Anche i messaggi pubblicitari si sono fatti più furbi e ingannevoli. Nel mondo occidentale si è diffusa la cultura del “less is more”, uno slogan appetibile scelto da numerose aziende. Rivendicando persino i benefici per la salute grazie alle porzioni più piccole o i benefici ambientali dovuti a un minor imballaggio. Invece è un’apparenza che inganna: non c’è nulla di guadagnato, anzi alla riduzione della quantità è venuta meno anche la qualità. Perché se riduci il cacao negli ingredienti di una crema di cioccolato si snatura l’essenza stessa del prodotto.

Con l’aumento dei costi energetici, il caro bollette e il caro vita, il fenomeno rischia di dilagare e le confezioni potrebbero diventare sempre più piccole senza che questo sia accompagnato da un adeguamento del prezzo. Colpevolizzare le imprese in un momento di grave crisi è come ignorare la complessità del fenomeno. Tra l’altro la shrinkflation di per sé non è una pratica vietata dalle leggi, a patto che non sia ingannevole. Occorre un intervento più incisivo sul pianto culturale da parte delle istituzioni e degli organi di tutela.

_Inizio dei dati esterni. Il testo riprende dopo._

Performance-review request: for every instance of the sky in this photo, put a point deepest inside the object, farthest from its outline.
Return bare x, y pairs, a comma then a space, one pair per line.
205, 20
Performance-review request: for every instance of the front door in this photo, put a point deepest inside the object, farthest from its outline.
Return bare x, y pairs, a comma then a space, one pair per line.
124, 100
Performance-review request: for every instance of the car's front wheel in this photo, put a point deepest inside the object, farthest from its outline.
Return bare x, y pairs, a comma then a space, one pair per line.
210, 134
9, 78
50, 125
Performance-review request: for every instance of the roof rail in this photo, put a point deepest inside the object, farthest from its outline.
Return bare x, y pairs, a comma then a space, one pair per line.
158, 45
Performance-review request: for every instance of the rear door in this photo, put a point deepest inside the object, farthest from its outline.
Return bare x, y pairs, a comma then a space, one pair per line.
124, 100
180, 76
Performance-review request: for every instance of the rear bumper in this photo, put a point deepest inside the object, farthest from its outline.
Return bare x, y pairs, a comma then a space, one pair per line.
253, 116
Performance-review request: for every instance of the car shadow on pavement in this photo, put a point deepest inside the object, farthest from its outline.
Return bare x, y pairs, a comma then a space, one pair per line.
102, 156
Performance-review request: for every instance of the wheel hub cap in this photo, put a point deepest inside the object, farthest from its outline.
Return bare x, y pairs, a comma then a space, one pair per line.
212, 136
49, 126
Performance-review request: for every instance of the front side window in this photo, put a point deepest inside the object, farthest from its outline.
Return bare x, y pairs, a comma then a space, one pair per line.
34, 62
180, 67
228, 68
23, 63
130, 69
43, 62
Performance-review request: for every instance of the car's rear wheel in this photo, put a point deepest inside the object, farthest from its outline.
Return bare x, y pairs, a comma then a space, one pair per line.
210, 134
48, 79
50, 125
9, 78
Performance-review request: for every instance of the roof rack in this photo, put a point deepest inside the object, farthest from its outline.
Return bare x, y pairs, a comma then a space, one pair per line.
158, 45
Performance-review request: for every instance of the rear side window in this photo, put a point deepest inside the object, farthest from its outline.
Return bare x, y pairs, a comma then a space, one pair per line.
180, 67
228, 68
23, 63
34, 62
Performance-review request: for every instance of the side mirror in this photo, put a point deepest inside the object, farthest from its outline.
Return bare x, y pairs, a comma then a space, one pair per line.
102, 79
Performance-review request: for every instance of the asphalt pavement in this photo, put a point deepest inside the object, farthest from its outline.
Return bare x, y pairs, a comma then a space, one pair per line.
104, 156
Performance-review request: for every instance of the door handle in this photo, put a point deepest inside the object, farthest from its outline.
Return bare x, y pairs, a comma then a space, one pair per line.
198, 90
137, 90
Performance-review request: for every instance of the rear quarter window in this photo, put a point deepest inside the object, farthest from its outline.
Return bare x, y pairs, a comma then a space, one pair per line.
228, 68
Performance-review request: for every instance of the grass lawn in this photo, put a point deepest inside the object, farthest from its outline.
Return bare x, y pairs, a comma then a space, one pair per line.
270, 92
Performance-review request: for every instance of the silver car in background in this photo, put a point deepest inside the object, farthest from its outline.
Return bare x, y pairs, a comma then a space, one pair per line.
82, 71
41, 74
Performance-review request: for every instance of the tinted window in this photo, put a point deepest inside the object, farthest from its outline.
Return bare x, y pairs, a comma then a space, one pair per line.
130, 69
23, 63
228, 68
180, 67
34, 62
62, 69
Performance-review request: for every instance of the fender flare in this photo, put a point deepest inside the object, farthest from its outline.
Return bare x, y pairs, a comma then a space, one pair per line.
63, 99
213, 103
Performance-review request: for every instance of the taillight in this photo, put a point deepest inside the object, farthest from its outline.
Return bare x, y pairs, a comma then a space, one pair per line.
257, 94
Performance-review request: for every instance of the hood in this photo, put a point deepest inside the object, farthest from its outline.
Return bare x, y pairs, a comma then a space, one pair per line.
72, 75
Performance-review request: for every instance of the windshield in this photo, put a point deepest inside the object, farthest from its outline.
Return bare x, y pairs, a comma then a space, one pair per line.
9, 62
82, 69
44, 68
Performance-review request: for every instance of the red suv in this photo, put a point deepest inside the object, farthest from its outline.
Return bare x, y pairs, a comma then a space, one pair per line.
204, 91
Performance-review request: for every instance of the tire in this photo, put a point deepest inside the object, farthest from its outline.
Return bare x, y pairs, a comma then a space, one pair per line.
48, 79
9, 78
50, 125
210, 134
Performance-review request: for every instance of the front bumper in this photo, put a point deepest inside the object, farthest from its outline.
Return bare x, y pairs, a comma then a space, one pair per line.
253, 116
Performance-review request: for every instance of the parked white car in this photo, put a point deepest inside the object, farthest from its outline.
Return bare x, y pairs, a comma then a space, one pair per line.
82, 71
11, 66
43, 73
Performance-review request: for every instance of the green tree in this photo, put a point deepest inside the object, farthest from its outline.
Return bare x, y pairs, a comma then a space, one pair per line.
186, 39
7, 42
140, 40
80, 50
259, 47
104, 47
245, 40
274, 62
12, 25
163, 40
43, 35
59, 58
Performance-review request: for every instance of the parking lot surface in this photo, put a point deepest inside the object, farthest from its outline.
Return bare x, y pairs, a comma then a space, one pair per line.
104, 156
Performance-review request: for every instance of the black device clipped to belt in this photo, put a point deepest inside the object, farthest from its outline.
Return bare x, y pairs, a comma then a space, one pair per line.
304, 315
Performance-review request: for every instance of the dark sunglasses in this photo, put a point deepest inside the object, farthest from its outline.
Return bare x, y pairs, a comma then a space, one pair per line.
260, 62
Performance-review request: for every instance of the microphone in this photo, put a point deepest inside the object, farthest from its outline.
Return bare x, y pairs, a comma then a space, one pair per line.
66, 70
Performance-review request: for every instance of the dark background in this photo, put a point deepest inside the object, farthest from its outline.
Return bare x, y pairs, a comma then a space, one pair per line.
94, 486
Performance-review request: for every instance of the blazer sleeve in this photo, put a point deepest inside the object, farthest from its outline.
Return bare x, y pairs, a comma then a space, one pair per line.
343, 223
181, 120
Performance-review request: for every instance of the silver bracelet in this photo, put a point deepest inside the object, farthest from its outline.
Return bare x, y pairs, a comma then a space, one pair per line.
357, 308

Il Codice del Consumo fa già riferimento alle cosiddette pratiche commerciali scorrette (latu sensu), comunque ingannevoli, “idonee a indurre in errore il consumatore medio, falsandone il processo decisionale”.

Occorre pretendere interventi delle Autorità e dell’Antitrust che hanno potere sanzionatorio. Ma il problema è culturale. Se le industrie devono ricorrere a pratiche subdole e ingannevoli significa pure che l’informazione nella cultura del consumo non è ancora matura a discapito dei consumatori che non sono del tutto consapevoli. Il problema delle etichette poco trasparenti o poco “appetibili” non è stato ancora risolto.